Theoretische Chemie, Universität Heidelberg, Im Neuenheimer Feld 229, D-69120 Heidelberg, Germany.
Phys Chem Chem Phys. 2018 Sep 19;20(36):23492-23499. doi: 10.1039/c8cp04974b.
At present, it is widely accepted that properties (e.g., molecular conformation) of molecules adsorbed to form self-assembled monolayers (SAMs) on electrodes can be very different from isolated species because of a substantial charge transfer or specific chemical bonding at the interface. Contrary to this view, the theoretical results presented here predict that the strong twisting angle (φ) enhancement of floppy molecules adsorbed to form densely packed SAMs on most common electrodes (Pt, Au, Ag, and Cu) is neither due to charge transfer nor to specific bonding but rather to a sui generis electrode-driven spatial confinement effect that can be quantitatively described within an electrode-free two-dimensional model. We predict a logistic ("Fermi-Dirac") growth pattern of φ as the coverage approaches the value characteristic of a herringbone arrangement, which is twice the value for isolated molecules or low-coverage SAMs.

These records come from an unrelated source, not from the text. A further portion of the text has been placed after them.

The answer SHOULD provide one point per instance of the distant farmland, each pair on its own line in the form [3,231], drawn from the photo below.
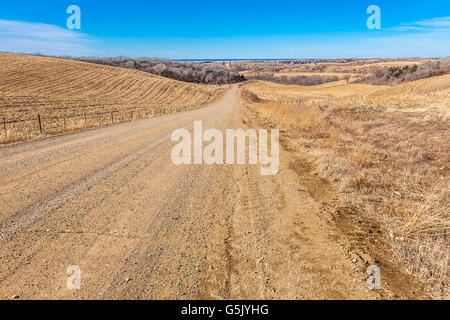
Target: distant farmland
[68,95]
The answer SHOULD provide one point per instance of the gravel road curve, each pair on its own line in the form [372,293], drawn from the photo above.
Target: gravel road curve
[111,201]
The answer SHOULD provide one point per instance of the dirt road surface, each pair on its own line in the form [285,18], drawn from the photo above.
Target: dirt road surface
[111,201]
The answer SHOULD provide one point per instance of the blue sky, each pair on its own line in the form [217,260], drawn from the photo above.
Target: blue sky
[230,29]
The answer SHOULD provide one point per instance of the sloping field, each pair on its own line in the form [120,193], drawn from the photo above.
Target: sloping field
[65,93]
[430,93]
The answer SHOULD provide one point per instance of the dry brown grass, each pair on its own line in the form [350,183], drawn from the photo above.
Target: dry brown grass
[62,91]
[386,150]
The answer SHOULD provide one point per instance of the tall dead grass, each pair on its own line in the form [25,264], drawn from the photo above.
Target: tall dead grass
[392,166]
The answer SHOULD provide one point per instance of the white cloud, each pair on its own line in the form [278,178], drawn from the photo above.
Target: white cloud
[31,37]
[435,24]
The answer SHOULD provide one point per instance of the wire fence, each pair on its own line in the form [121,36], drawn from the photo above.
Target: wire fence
[58,121]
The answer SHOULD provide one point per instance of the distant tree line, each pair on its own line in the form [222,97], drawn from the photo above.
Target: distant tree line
[304,80]
[396,74]
[197,72]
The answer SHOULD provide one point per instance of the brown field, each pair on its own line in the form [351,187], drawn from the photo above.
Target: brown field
[71,95]
[384,151]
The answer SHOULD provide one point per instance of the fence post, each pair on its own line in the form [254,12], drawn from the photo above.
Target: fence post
[40,124]
[4,127]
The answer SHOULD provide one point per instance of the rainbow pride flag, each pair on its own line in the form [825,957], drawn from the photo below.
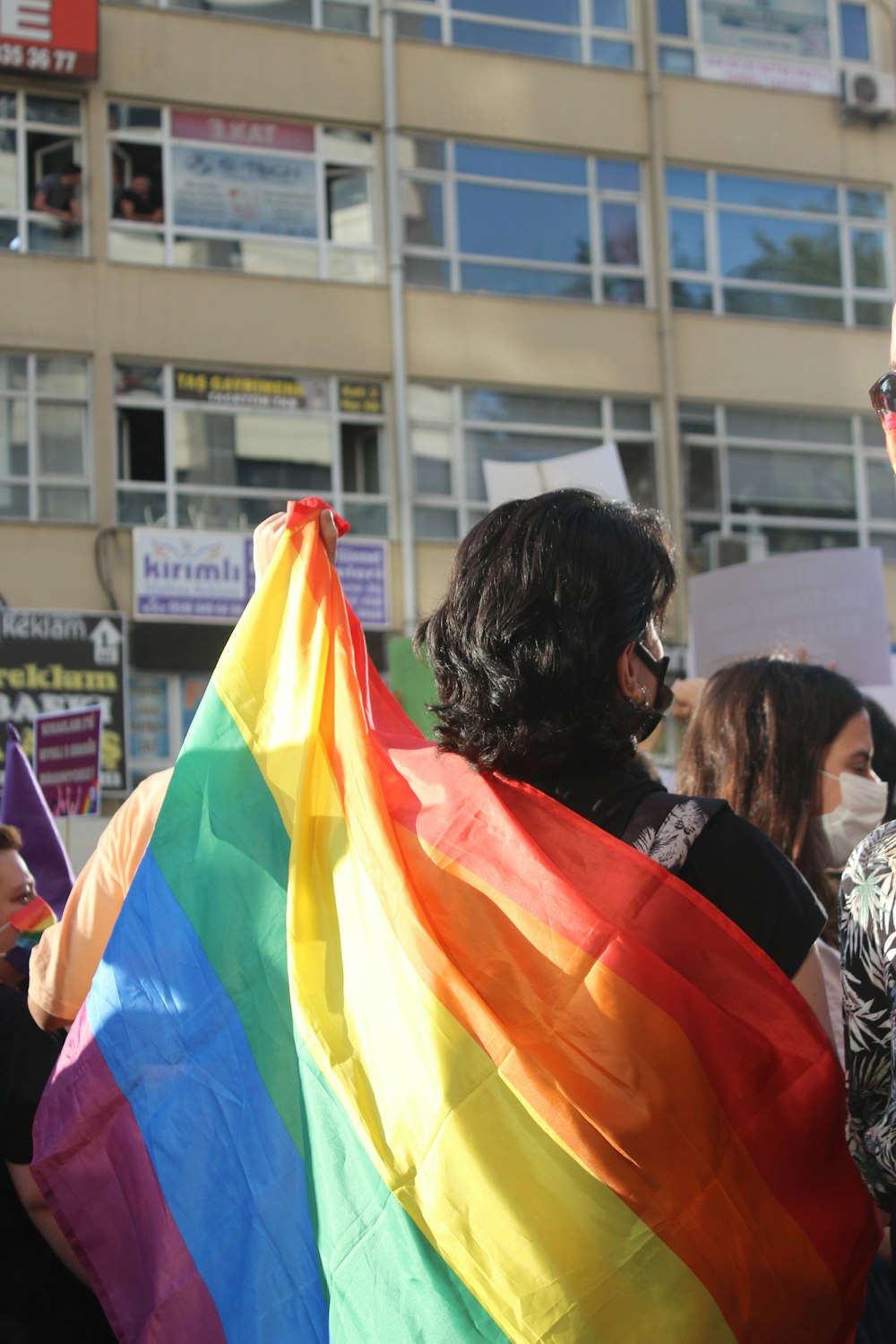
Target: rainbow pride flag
[383,1050]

目前,人们普遍认为,由于在界面处发生了大量的电荷转移或特定的化学键合,吸附在电极上形成自组装单层 (SAM) 的分子的性质(例如分子构象)可能与孤立物种非常不同。与这种观点相反,这里提出的理论结果预测,对于在大多数常见电极(Pt、Au、Ag 和 Cu)上形成密排 SAM 的柔性分子的强烈扭转角 (φ) 增强既不是由于电荷转移也不是由于特定键合,而是由于独特的电极驱动的空间限制效应,这种效应可以在无电极的二维模型中进行定量描述。我们预测 φ 的对数 ("费米-狄拉克") 增长模式,随着覆盖率接近鲱鱼骨排列特征值,该值是孤立分子或低覆盖率 SAM 的两倍。